На траурно-мрачном от усталости и напряжения лице Зубова не дрогнул ни один мускул, когда он повернулся к Тисе — своей верной спутнице и советчице. Лишь в самой глубине его черных глаз мелькнуло и тут же погасло что-то похожее на обреченность пополам с тоской.
— Ты должна немедленно покинуть мой флагман и расположение флота, — отрывисто бросил Демид, словно отдавая приказ. — Лети под защиту крепости Кронштадт, там тебе ничто не будет угрожать.
— Что?! Нет! Я не оставлю тебя здесь одного, мой адмирал! — с жаром воскликнула Тиса, красивое лицо которой исказилось от волнения и негодования. Ее казалось хрупкие плечи затряслись то ли от страха, то ли от бешенства. — Мое место рядом с тобой, что бы ни случилось! Вместе до конца, ты же обещал!
Она яростно сверкнула своими глазами, в которых, казалось, плескалось неподдельное отчаяние. Но затем, словно осененная ужасной догадкой, вдруг сникла и спросила упавшим голосом:
— Ответь мне честно… Мы проигрываем эту битву, да? Признайся, у нас нет шансов выстоять?
— Сейчас трудно сказать с уверенностью, но сил у нас точно меньше, чем у врага, — печально констатировал контр-адмирал Зубов, устало откидываясь в командирском кресле. Его лицо, обычно решительное и волевое, сейчас осунулось и посерело от понимания происходящего и неизбежности поражения. — Я ведь рассчитывал, что своими стремительными атаками смогу вначале рассеять и деморализовать османов, а уж затем, пользуясь замешательством Бозкурта, разобраться с основными силами «черноморцев». Но, к сожалению, как видишь, эта тактика не удалась — их просто слишком много, а главное — они, как и мы желают драться до конца. На каждый наш залп они отвечают двумя, на каждый таранный удар — тремя контрвыпадами. И, что хуже всего, успевают прикрывать и эвакуировать свои поврежденные корабли до того, как те получат критические повреждения.
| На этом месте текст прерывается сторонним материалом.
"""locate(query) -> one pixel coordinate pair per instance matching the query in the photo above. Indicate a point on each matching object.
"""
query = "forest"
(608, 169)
Эх, будь у меня сейчас хотя бы вдвое больше кораблей…
Контр-адмирал с досадой стукнул кулаком по приборной панели управления, и этот жест красноречивее всяких слов говорил о том бессилии и отчаянии, что сейчас владели молодым человеком. Демид Александрович чувствовал, что победа ускользает из рук, что фортуна отворачивается от него. И это бесило его, злило до зубного скрежета.
Тиса, все это время неотрывно следившая за боем на голограмме тактической карты, конечно же, тоже прекрасно видела и понимала безнадежность их положения. Ее совершенный электронный мозг, способный просчитывать миллионы вариантов и комбинаций в минуту, уже давно пришел к неутешительному выводу — исход сражения предрешен. Чуда не случится, враг возьмет верх. Это лишь вопрос времени. То, что она сейчас заламывала руки и чуть ли не плакала, было лишь театральной постановкой, рассчитанной на Зубова и всех находящихся сейчас в рубке линкора «Москва».